Other regular contributors continued to go above and beyond. Barrett paid 100 pounds to overhaul the water pump he’d bought more than a decade earlier. Arthur Relph, Les Kimpton and Otto Yuncken provided 10 shillings each per week to keep the club afloat. Tom Houghton, who would join the committee in 1947, later bore the initial expense of connecting the club to the State Rivers and Water Supply.
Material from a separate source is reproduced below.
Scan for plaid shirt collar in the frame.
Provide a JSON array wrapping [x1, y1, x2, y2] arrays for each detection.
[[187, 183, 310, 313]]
Rebuilding and Securing the Future
When Herbert Taylor retired at the AGM in March 1945, Arthur Relph’s son Jack, a chartered accountant who had won a number of Portsea events as a boy, took on the position of honorary secretary. Taylor became the club’s second Life Member, and the junior Relph followed his father’s footsteps in embarking on a long and influential journey as a club visionary.

Current 8th Hole in 1950
After the war ended, purchasing the leased land and securing the club’s future became a priority. Jack Relph drew up schemes to finance the purchase, and the process was formalised at an Extraordinary General Meeting in July 1949 when the committee decided to form a company in which members could purchase debentures for a minimum of 10 pounds. This provided the Armytage sisters with a downpayment of 2000 pounds, with the remaining 2485 pounds to be paid after five years.
Finally, Arthur Relph’s vision of a Portsea Golf Club thriving on its own land had become a reality. Sadly, Relph didn’t live to see it, having died at his Canterbury home on August 9, 1948 aged 77.
“As the club’s history records, Relph had been the linchpin of the club’s foundation and survival. The position of captain, which he held up until his death, was left vacant. He died before he could be made a life member.”